I project EBITDA margins will increase incrementally up to 41.3% in 2030. In my view, this is a conservative projection as the company already surpassed this number in 2021 and would have surpassed it in 2022 if it hadn’t experienced FX headwinds. Overall, my assumptions result in EBITDA growth slightly higher than revenue.
Taking a WACC of 7.2%, I estimate Adobe’s fair value at $576 per share, which represents a 3% upside compared to the market price at the time of writing.
Conclusion
Adobe is scheduled to announce its third-quarter results on Thursday, after the market close. With the stock coming highly elevated after a 66% surge year-to-date, I believe investors should acknowledge the possibility of a selloff even in case of a report that exceeds consensus estimates.
Investors should watch for additional insight into the company’s Firefly development and Figma deal, as well as monitor the resiliency and profitability of the core businesses which are expected to deliver a beat and raise.
While Firefly does increase the company’s TAM, it’s not a near-term catalyst for additional upside.
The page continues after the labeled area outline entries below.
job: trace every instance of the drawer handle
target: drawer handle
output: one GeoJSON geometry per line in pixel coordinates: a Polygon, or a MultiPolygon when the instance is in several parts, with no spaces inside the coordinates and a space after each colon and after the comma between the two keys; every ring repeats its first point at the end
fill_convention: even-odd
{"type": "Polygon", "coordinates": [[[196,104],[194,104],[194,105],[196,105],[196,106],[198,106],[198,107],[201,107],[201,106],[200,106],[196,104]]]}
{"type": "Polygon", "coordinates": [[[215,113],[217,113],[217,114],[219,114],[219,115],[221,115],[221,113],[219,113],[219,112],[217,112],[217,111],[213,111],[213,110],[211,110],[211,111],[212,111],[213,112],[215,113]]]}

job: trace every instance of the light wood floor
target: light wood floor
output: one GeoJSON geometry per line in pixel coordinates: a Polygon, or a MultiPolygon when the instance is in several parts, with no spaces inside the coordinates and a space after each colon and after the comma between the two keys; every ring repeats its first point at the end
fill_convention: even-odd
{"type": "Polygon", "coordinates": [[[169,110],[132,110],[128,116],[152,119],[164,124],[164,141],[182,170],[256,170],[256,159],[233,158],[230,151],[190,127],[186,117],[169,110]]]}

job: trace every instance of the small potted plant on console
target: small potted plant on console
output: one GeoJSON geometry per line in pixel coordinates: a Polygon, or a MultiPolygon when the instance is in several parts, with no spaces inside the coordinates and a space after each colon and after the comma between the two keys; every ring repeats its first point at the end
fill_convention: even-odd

On the flip side, I believe Adobe will continue to demonstrate industry-leading resiliency, and expect it will continue to trade around its historical average valuation.
With high optimism baked into Adobe’s price, I rate Adobe a Hold ahead of earnings, as I believe most of its future success is already priced in.
Analyst’s Disclosure: I/we have a beneficial long position in the shares of ADBE either through stock ownership, options, or other derivatives. I wrote this article myself, and it expresses my own opinions. I am not receiving compensation for it (other than from Seeking Alpha). I have no business relationship with any company whose stock is mentioned in this article.